L’employeur ne peut se décharger de sa responsabilité en reprochant au salarié de ne pas avoir manifesté son souhait de reprendre son travail au sein du courrier du 6 février 2018, ni d’avoir pris lui-même d’initiative auprès du service de la médecine du travail. La transmission du dernier arrêt de travail prenant fin au 31 janvier 2018 et l’envoi du titre d’invalidité suffisait à déclencher l’obligation de l’employeur d’organiser la visite de reprise.
Le manquement de l’employeur à son obligation d’organisation la visite médicale en temps utile est avéré.
En conséquence de ce manquement, les premiers juges ont condamné l’employeur au paiement de la somme de 6 794, 28 euros bruts à titre de rappels de salaire pour la période de mars 2018 à février 2019, outre 679,42 euros bruts de congés payés afférents, dont la cour n’est pas saisie, et de 5 000 euros de dommages-intérêts pour exécution déloyale du contrat de travail.
Outre l’incidence en terme de revenus sur la période considérée, le retard de plus d’une année pour organiser la visite médicale de reprise a causé au salarié un préjudice, résultant de ce que sa situation est resté incertaine, retardant consécutivement la procédure de licenciement pour inaptitude. Le montant de ce préjudice a justement été évalué par les premiers juges à hauteur de 5 000 euros à titre de dommages et intérêts pour exécution déloyale du contrat de travail. Il y a lieu de le confirmer de ce chef.

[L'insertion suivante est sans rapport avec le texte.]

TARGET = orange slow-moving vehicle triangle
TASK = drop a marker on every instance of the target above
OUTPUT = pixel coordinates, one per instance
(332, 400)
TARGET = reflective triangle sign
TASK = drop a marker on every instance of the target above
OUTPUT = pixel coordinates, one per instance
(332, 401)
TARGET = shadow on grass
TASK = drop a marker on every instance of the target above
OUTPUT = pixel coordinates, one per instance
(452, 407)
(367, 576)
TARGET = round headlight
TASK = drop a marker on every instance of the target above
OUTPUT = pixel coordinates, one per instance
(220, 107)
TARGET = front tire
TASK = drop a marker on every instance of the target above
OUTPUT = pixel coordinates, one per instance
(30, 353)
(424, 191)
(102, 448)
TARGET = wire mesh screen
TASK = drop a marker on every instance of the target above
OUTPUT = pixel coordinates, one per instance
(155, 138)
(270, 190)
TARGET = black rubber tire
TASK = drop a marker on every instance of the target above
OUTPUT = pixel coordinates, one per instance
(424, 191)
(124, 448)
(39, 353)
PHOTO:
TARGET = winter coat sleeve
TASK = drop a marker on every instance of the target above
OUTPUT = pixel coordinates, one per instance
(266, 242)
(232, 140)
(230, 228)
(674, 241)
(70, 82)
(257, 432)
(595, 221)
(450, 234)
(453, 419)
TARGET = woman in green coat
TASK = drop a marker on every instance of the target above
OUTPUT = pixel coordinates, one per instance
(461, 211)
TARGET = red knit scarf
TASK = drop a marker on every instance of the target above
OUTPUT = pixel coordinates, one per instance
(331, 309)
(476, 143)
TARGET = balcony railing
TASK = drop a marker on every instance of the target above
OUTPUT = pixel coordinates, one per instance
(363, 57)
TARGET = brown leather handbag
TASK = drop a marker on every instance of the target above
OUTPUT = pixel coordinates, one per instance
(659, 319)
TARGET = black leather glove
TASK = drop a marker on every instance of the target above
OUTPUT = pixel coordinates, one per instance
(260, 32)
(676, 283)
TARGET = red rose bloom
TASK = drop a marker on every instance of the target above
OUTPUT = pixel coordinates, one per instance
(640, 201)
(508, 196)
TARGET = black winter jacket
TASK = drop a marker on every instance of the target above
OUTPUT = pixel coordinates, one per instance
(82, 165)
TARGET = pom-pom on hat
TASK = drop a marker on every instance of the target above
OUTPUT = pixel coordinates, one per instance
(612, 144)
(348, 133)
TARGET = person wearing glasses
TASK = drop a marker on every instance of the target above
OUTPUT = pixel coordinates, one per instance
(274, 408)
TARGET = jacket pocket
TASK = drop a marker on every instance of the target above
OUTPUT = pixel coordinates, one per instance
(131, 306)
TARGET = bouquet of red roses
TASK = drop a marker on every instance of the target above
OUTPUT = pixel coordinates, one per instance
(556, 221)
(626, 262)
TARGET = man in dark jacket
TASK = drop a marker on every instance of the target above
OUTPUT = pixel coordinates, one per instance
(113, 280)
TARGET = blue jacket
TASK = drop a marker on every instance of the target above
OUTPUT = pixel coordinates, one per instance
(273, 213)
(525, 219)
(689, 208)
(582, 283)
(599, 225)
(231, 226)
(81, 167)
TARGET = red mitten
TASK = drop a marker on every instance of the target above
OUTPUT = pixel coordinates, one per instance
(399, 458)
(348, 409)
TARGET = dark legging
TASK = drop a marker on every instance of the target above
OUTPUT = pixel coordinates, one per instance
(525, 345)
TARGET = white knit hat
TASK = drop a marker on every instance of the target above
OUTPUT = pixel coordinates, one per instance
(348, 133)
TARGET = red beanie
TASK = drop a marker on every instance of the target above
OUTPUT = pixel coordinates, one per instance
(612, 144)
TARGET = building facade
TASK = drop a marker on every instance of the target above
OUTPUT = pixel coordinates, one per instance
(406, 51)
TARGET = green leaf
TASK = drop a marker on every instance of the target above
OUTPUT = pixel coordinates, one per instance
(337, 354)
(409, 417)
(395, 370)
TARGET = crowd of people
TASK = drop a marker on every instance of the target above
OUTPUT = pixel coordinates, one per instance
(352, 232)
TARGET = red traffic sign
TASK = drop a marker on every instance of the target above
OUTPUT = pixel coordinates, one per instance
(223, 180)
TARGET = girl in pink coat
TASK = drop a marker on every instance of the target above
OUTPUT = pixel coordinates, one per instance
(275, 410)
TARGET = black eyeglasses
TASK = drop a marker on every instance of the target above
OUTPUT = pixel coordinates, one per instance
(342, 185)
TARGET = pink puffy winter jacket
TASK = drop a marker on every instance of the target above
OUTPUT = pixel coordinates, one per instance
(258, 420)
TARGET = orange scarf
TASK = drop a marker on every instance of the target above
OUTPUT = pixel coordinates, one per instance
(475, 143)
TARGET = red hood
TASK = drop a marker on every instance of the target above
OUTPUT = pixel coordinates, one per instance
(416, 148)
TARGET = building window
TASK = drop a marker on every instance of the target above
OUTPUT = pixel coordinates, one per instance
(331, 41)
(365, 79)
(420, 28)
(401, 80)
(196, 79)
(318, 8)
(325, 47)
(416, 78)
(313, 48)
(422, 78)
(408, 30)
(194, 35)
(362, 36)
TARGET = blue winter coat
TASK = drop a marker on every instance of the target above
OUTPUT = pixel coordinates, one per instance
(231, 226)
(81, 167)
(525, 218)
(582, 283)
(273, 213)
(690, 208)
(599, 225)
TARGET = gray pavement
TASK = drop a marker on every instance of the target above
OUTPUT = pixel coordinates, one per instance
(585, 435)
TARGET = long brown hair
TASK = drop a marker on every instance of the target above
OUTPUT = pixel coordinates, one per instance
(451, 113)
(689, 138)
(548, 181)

Cette créance se rattachant à l’exécution du contrat de travail, l’ AGS n’est pas fondée à soutenir qu’elle ne serait tenue à la garantir. L’argumentation développée en ce sens sera rejetée.
La décision sera également confirmée en ses dispositions relatives à l’article 700 du code de procédure civile et aux dépens.
PAR CES MOTIFS :
La Cour,
Confirme le jugement du 19 novembre 2021 en ses dispositions soumises à la cour,
Y ajoutant,
Déboute les parties de leurs demandes plus amples ou contraires,
Dit que le présent arrêt est opposable à l’AGS en application des articles L. 3253-6 et suivants du code du travail, dans les limites fixées par l’article D. 3253-5 du code du travail,
Dit que l’AGS est tenue de garantir les dommages et intérêts pour exécution déloyale du contrat de travail,
Dit n’y avoir lieu à application des dispositions de l’article 700 du code de procédure civile au titre des frais irrépétibles exposés en cause d’appel,
Dit que les dépens seront considérés comme frais privilegiés dans le cadre de la procédure collective.
Prononcé publiquement par mise à disposition de l’arrêt au greffe de la cour, les parties en ayant été préalablement avisées dans les conditions prévues au deuxième alinéa de l’article 450 du code de procédure civile.